Kurzel Open To More “Assassin’s Creed”

Australian filmmaker Justin Kurzel made a name for himself with the dark serial killer drama “Snowtown” before heading to Hollywood to try two very different projects that both involved actors Michael Fassbender and Marion Cotillard.

One was his adaptation of Shakespeare’s “Macbeth,” which pulled in positive reviews but was a box-office failure – making just $16 million from a $20 million budget.

The other was his film adaptation of video game series “Assassin’s Creed,” based on the major Ubisoft franchise. Though reviews were negative, they were better than some other adaptations – even so, the film fizzled in release – snagging just $240 million worldwide against its $125 million budget.

Speaking with The Fourth Wall podcast for a recent interview, Kurzel opened up about his time making “Assassin’s Creed” and how video game adaptations are so difficult to pull off:

“There were certain aspects of the game that everyone thought would be fantastic to have in the film. I don’t think there was ever like, ‘You have to do this.’ I think the challenge is the ideas in the game are so complicated.” [In ‘Assassin’s Creed,’] you’ve got two different worlds; the modern world with Callum Lynch who then goes into the Animus and goes back to a particular time. And to be honest, that’s why most people play the game – to be immersed in a particular period of history.

So it was really tricky, that balance of how much to you start in the future and how much do you land in the past, how the two time periods riff off each other, and that became the most challenging part of the writing.
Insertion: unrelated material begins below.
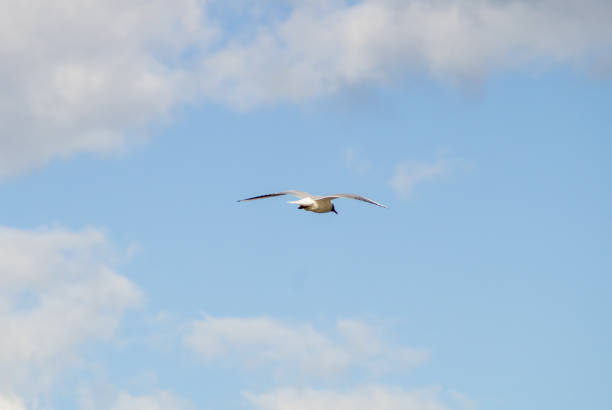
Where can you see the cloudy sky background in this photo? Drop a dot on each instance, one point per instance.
(130, 278)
There are aspects of that film I really love and are really unusual and I definitely was surprised by some of the feedback from it because I think there’s a lot of merit in it. But the most challenging part for all of us was to land what is a really complicated story and that from the beginning was the thing we knew was tricky.”

The games in the series spend very little time in the present, opting to stick in the past, but the film overall had only a handful of scenes set outside the present – specifically 15th century Spain. Kurzel says one change he would make had a film sequel been a real potential would have been to play around with more timelines and different periods:

“I don’t think we got down the track too far with [a sequel], but I mean, it’s obvious – pick your time period in which you could’ve traveled to next. Instead of going back so many years, I thought it’d be really interesting to go back to a period in time that felt closer to the present.

I was thinking about adaptations for great books as well. How do you suddenly take a 600 or 700-page book that’s a masterpiece and shove all that in 90 minutes? Sometimes I think you need to dismantle it all and approach it in a very simple way…So maybe, ‘Assassin’s’ would work really fantastically as a series. Maybe there’s a way of simplifying the concept of the game to really capture the heart of it.”

Kurzel recently did a punk rock version of the Ned Kelly tale with “True History of the Kelly Gang” starring George McKay, Nicholas Hoult, Charlie Hunnam, Essie Davis and Russell Crowe. He’s also developing multiple series for streaming.